Our management's discussion and analysis of our financial condition and results of operations are based upon our unaudited consolidated financial statements included in this Quarterly Report on Form 10-Q, which have been prepared by us in accordance with accounting principles generally accepted in the United States of America, or GAAP, for interim periods and with Regulation S-X promulgated under the Securities Exchange Act of 1934, as amended. This discussion and analysis should be read in conjunction with these unaudited consolidated financial statements and the notes thereto as well as in conjunction with our Annual Report on Form 10-K for the fiscal year ended December 31, 2013, or our Annual Report.


Table of Contents

We commenced active operations in early 2008, and since inception, have incurred significant operating losses. As we are a clinical stage company, we expect to continue to incur significant expenses and operating losses over the next several years. Since our inception and through March 31, 2014, we have raised an aggregate of $429.0 million to fund our operations, of which $169.2 million was non-equity funding through our collaboration agreements, $183.8 million was from the sale of common stock in our public offerings and $76.0 million was from the sale of redeemable convertible preferred stock. In addition, as of March 31, 2014, we were entitled to receive $8.2 million in non-equity funding through our collaboration agreements. As of March 31, 2014, we had $237.1 million in cash and cash equivalents.

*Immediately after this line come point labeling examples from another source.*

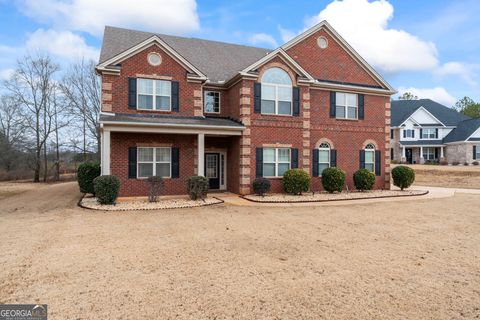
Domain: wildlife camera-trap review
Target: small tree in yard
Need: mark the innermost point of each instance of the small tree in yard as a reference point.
(155, 185)
(403, 176)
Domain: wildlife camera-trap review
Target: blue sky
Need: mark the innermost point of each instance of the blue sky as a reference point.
(431, 48)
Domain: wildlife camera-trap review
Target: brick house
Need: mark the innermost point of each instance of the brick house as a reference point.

We are a leader in the translation of the science of epigenetics into first-in-class personalized therapeutics for patients with genetically defined cancers and currently have two HMT inhibitors in clinical development for the treatment of patients with genetically defined cancers. We believe we are the first company to conduct a clinical trial of an HMT inhibitor. We are conducting a Phase 1 clinical trial of our most advanced product candidate, EPZ-5676, an inhibitor targeting the DOT1L HMT, being developed for the treatment of acute leukemias with genetic alterations of the MLL gene, referred to as MLL-r or MLL-PTD, and plan to disclose adult Phase 1 dose escalation and expansion stage data in the second half of 2014. In May 2014, we initiated a Phase 1b study in pediatric patients with MLL-r leukemia, which is considered to be one of the last inadequately treated pediatric acute leukemias. This Phase 1b study is designed to evaluate the safety, pharmacokinetics and pharmacodynamics of escalating doses of EPZ-5676 in patients between the ages of 3 months and 18 years and also provide a preliminary assessment of efficacy. With this pediatric study, we now have ongoing assessments of proof-of-concept in three genetically defined cancer patient groups in the EPZ-5676 clinical program: adult MLL-r, adult MLL-PTD and pediatric MLL-r. We are also conducting a Phase 1/2 clinical trial of our second most advanced product candidate, EPZ-6438, an inhibitor targeting the EZH2 HMT, being developed for the treatment of a genetically defined subtype of non-Hodgkin lymphoma and solid tumors including INI1-deficient tumors such as synovial sarcoma and malignant rhabdoid tumors, or MRT, and plan to disclose data from the Phase 1 portion of this Phase 1/2 study in the second half of 2014. Pending the results of the Phase 1 portion of the ongoing Phase 1/2 study, we plan to initiate Phase 2 development, enrolling two proof-of-concept studies, one in non-Hodgkin lymphoma patients and one in patients with INI1-deficient tumors, such as synovial sarcoma. In addition to our clinical programs, we also have a pipeline of other HMT inhibitors that are in preclinical development that target our other prioritized HMTs. These programs are directed to genetically defined cancers, both hematological and solid tumors.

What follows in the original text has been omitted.